Meniti jejak dengan pena - Ririn Khairunnisa
Di usia yang sudah memasuki fase remaja ini, ada banyak hal yang selalu
mengusik hati dan pikiran. Tentang bagaimana orang-orang di sekitar
bersinar dengan segudang prestasinya. Dan tentang rasa rendah diri yang
kian menggerogoti kepercayaan diri untuk mencoba hal baru. Poster lomba menulis bertema budaya menggantung di papan pengumuman, Seruni jadi teringat dengan neneknya yang suka sekali menenun pakaian
menggunakan alat tenun tradisional. Seruni menatap poster lomba di depannya dengan perasaan tak karuan. Jantungnya berdegup kencang. Di dalam lubuk hati paling dalam, ingin
sekali dirinya mengikuti perlombaan itu. Namun, rasa tidak percaya diri kini
kembali mencekiknya. Bagaimana jika ia gagal? Itu pasti akan sangat
memalukan. Dengan langkah gontai, ia pergi meninggalkan tempat itu
dengan hati penuh keraguan. "Run!" teriak Aida tak jauh dari tempatnya berdiri. "Ada masalah apa? Lesu sekali kelihatannya." Aida merangkul pundak
Seruni dengan wajah penuh tanya. Tidak biasanya Seruni berdiam diri di
tempat yang sama untuk waktu yang cukup lama. Ditambah dengan bahasa
tubuhnya yang tampak gelisah. Seruni menghela napasnya kemudian berkata, "Bagaimana menurutmu jika
aku ikut lomba menulis?" Wajah Aida tampak berseri mendengarnya. "Ikut saja, itu pasti akan menjadi
suatu pengalaman yang menyenangkan." Tentu saja ia merasa senang
dengan temannya itu ketika ingin mengikuti lomba menulis yang sedari dulu
sudah menjadi hobinya. "Memangnya kamu mau menulis tentang apa?" tanya Aida penasaran, dengan senyum yang masih terpatri di wajahnya.
"Aku mau menulis cerita dengan tema budaya, misalnya tentang nenekku
yang suka sekali menenun pakaian menggunakan alat tradisional, perempuan hebat dalam keluargaku yang selalu dibanggakan Mama karena
hasil tenunnya yang begitu indah. Aku merasa cerita itu akan menarik dan
bermakna. Aku ingin orang-orang juga bisa ikut merasakan bagaimana suara
alat tenun itu terdengar dan setiap motif kain yang diwariskan secara turun
temurun mempunyai makna tersendiri." Aida terdiam takjub mendengarnya. "Itu sungguh luar biasa, Run.

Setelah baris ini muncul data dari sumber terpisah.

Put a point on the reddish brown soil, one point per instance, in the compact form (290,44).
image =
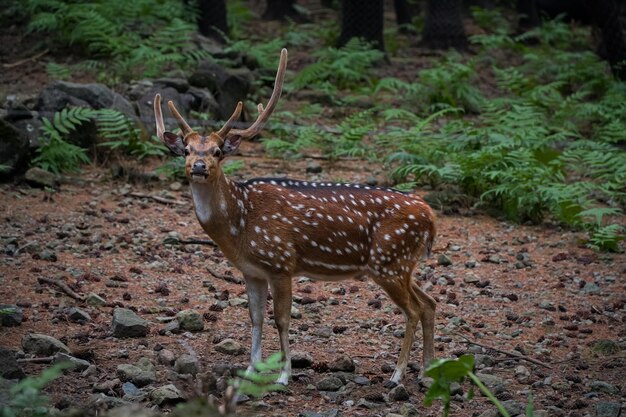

Kamu
bisa memperkenalkan budaya menenun pakaian pada khalayak ramai agar
bisa dikenal oleh banyak orang." Bahu Seruni merosot ke bawah. "Tapi, kalau gagal bagaimana?" Mata Seruni terlihat berkaca-kaca. Ingin sekali dirinya ikut tapi ketakutan
akan kegagalan selalu menghantuinya yang membuatnya semakin tak
percaya diri. Aida kemudian memegang kedua bahu Seruni. "Kamu tidak akan tahu jika
belum mencobanya. Gagal atau menang dalam suatu perlombaan itu hal
yang biasa dan wajar terjadi. Tapi, yang harus kamu tahu, mencoba untuk
memulai itu artinya kamu sudah menang. Menang melawan ego sendiri dan
berani mengambil tindakan. Lagipula kamu memang hobi menulis, kan?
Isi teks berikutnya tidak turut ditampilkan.